The face-value conclusion from these wide-ranging studies is that individuals with a diagnosis of panic disorder have a significantly greater sensitivity to provocative agents than do individuals without a diagnosis of panic disorder. But that doesn’t tell us where that added sensitivity resides. There are many who believe that this added sensitivity resides somewhere in the sufferer’s biology - perhaps an added sensitivity in the brain’s fear centre, the amygdala[6], or overactivity in the body’s noradrenergic neurotransmitter system[7]. There is certainly evidence that’s consistent with both these possibilities. But that evidence isn’t conclusive, because most of the studies have identified these added biological sensitivities in individuals who already have panic disorder, so we don’t know whether these added sensitivities are merely consequencesof having panic disorder or whether they’re a genuine cause of the disorder.

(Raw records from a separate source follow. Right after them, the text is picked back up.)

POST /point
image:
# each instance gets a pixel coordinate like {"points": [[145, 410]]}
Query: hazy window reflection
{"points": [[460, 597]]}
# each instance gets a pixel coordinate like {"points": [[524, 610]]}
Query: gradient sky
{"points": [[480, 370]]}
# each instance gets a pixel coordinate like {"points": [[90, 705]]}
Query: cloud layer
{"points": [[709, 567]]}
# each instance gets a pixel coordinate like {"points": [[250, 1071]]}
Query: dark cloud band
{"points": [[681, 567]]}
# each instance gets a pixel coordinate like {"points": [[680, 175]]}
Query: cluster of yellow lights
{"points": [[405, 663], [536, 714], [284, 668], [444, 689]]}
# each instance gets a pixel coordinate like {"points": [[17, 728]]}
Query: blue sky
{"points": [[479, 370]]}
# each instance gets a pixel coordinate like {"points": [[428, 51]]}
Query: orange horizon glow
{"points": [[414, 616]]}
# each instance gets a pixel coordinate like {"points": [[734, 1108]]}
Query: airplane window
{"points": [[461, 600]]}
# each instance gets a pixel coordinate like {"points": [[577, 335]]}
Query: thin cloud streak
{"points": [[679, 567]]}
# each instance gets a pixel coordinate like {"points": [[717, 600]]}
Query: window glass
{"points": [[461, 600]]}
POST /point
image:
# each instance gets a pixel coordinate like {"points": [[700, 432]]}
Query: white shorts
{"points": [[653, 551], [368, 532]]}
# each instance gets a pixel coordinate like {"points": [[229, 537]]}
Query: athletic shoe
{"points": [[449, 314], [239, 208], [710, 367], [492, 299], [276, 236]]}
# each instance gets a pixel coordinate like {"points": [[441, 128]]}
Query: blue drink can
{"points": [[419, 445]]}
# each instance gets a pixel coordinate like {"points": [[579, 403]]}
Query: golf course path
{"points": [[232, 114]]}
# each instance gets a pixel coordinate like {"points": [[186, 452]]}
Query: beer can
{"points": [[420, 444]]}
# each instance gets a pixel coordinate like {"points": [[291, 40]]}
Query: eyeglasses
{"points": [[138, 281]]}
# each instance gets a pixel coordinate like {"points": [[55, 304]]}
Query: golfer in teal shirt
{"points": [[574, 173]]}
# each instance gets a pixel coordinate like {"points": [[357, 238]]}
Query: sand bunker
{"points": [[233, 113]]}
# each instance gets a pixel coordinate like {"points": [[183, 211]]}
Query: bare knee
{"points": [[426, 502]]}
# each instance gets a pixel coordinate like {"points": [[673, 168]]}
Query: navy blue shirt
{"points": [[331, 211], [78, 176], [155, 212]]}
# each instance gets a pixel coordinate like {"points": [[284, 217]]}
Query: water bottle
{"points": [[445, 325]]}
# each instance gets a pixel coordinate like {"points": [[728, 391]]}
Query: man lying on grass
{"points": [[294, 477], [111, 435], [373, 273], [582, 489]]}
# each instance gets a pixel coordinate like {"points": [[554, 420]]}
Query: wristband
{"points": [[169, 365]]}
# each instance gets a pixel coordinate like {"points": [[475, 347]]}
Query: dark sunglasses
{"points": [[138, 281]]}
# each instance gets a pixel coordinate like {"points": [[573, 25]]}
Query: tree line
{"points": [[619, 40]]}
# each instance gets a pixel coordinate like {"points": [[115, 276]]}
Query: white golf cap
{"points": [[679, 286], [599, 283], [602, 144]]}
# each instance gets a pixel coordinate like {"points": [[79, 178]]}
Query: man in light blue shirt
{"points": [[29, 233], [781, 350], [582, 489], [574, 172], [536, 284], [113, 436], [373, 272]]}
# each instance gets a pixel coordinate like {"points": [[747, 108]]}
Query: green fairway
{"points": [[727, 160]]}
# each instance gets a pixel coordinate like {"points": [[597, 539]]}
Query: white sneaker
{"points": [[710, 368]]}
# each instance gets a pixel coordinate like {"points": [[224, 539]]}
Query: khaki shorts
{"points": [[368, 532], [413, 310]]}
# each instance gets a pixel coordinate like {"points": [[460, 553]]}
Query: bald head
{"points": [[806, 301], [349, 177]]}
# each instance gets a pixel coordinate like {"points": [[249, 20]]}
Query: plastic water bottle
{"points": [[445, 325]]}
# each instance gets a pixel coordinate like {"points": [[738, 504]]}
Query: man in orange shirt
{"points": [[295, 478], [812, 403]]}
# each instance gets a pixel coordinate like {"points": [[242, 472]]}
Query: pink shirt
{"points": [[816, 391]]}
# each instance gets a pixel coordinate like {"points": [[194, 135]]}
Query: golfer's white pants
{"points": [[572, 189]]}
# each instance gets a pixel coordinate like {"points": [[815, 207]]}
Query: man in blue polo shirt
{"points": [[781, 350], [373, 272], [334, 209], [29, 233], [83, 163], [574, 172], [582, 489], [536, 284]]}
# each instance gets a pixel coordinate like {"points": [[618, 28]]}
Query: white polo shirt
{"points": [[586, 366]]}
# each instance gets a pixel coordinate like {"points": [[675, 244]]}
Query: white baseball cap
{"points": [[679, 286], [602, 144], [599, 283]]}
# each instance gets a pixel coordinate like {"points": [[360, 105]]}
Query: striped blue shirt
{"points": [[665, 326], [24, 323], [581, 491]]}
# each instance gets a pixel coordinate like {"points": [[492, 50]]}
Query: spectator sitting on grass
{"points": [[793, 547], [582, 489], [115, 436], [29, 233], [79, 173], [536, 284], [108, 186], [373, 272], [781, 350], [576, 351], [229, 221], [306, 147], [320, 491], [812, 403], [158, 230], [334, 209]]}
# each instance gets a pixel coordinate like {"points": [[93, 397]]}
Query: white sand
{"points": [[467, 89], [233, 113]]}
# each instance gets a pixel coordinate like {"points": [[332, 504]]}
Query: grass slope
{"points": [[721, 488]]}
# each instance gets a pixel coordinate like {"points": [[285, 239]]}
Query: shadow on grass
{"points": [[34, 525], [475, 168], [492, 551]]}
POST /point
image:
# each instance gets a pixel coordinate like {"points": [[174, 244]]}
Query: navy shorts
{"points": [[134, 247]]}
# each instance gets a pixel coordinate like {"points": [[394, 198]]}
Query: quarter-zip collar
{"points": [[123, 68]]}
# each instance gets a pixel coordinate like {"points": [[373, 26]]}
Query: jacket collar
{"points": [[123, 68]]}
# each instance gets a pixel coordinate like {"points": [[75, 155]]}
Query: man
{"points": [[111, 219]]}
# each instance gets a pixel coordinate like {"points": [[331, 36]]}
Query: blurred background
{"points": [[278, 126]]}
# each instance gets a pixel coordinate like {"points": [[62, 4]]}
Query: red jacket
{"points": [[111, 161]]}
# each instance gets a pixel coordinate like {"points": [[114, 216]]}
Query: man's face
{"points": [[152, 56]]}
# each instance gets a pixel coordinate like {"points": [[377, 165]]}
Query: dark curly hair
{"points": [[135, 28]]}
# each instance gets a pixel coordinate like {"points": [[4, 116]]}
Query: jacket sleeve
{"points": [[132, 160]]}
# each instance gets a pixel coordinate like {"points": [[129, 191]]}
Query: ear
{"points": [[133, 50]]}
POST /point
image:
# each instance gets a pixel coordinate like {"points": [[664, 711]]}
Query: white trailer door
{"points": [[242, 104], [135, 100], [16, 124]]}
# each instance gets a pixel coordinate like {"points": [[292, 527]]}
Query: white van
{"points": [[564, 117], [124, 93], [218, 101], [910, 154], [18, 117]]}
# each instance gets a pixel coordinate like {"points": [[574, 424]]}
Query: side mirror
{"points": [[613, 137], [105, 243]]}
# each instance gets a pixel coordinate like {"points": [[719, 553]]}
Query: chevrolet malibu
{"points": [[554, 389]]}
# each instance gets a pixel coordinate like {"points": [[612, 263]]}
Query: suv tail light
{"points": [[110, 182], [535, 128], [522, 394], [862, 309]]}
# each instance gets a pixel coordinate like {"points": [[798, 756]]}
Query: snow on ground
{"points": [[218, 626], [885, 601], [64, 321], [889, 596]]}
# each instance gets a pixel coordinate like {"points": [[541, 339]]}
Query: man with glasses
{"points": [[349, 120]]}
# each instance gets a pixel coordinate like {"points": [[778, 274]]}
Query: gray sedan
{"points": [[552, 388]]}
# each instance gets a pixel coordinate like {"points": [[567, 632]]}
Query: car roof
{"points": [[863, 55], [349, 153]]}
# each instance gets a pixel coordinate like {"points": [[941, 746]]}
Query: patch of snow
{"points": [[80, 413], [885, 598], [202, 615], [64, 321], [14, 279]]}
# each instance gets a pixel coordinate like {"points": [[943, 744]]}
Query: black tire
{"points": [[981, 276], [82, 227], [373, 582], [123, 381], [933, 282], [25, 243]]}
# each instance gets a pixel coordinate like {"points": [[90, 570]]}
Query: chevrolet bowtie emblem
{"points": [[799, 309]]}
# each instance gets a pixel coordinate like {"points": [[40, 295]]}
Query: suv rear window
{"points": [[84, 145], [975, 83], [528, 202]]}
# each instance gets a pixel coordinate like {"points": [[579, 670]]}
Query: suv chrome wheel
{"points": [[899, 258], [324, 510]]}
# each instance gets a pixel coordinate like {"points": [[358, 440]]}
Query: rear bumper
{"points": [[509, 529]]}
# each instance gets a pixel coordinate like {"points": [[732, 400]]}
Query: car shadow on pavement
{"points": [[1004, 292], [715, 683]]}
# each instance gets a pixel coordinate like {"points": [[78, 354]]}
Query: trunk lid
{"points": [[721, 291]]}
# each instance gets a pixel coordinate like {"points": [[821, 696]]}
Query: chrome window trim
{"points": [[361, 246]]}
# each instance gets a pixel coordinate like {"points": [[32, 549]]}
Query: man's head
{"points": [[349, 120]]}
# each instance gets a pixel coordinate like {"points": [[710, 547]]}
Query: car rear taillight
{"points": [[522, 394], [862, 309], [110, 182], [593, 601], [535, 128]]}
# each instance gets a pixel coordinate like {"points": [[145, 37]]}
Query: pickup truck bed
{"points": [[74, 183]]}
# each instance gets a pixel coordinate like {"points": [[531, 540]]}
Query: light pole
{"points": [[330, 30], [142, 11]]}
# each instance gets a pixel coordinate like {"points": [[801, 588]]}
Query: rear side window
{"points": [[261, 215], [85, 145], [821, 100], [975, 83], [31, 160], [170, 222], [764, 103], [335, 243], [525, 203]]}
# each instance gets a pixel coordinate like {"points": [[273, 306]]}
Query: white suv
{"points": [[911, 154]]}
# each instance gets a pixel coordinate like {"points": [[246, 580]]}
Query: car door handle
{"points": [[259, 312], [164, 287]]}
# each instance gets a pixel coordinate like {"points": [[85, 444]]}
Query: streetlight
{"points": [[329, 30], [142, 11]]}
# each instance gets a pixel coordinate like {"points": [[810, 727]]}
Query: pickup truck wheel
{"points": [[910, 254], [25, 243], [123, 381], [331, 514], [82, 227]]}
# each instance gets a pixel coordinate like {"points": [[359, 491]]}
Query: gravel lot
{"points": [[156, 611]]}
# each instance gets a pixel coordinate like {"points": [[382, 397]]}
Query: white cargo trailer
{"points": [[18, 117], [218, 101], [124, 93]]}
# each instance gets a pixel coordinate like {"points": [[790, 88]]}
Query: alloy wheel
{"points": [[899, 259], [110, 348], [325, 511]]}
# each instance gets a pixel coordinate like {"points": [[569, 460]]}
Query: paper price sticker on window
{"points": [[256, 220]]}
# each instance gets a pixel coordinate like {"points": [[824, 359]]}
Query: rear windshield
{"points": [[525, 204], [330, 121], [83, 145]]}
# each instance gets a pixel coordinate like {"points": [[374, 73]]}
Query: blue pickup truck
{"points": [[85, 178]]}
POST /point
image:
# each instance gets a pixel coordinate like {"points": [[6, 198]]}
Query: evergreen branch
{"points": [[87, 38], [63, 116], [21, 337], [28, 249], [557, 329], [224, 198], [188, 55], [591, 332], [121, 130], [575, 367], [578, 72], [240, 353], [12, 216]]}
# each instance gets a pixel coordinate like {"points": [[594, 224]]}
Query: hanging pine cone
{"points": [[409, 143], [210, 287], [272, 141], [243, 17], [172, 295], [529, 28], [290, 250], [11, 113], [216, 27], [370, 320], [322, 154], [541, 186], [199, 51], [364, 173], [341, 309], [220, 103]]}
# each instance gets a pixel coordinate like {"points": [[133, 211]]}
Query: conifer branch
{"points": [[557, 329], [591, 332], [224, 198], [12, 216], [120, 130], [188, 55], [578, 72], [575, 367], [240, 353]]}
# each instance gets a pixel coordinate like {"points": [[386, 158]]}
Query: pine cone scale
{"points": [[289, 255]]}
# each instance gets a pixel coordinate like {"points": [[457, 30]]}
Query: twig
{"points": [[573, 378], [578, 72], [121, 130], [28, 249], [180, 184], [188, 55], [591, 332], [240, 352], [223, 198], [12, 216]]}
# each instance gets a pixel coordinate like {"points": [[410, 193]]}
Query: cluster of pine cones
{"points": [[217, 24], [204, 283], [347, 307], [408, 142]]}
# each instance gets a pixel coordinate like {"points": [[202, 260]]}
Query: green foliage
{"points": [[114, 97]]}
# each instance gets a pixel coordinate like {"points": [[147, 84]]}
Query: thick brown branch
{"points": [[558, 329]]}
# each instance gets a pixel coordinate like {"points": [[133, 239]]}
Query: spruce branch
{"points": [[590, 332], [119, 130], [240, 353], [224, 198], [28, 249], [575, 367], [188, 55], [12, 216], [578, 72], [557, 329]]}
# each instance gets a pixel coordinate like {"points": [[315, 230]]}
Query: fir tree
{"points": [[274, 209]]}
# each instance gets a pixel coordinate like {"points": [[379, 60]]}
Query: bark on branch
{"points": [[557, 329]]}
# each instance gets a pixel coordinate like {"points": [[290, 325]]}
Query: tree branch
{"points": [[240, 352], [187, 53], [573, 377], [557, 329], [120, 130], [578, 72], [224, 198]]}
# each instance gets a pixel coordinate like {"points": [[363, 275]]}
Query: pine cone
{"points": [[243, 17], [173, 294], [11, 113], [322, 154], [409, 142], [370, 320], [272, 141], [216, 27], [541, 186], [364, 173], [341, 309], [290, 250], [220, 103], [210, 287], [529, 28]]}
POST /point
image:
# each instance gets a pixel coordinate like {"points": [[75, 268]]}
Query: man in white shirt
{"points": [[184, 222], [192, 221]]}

[2]Richards G & Smith A (2015) Caffeine consumption and self-assessed stress, anxiety, and depression in secondary school children. Journal of Psychopharmacology, 29, 1236-1247.

[3]Journalists and columnists such as Jonathan Gornall, Will Hutton, Simon Copland and Louise Chunn amongst others.

[4]Charney DS, Heninger GR & Jatlow PI (1985) Increased anxiogenic effects of caffeine in panic disorders. Archives of General Psychiatry, 42, 233-243.

[5]Forsyth JP & Karekla M (2001) Biological challenge in the assessment of anxiety disorders. In MM Antony, SM Orsillo & L Roemer (Eds) Practitioner’s guide to empirically based measures of anxiety. Springer.

[6]Kim JE, Dager SR & Lyoo K (2012) The role of the amygdala in the pathophysiology of panic disorder: Evidence from neuroimaging studies. Biology of Mood & Anxiety Disorders,

[7]Redmond, D.E. (1977). Alterations to the function of the nucleus locus coeruleus: A possible model for studies of anxiety. In I. Hanin & E. Usdin (Eds.) Animal models in psychiatry and neurology. New York: Pergamon Press.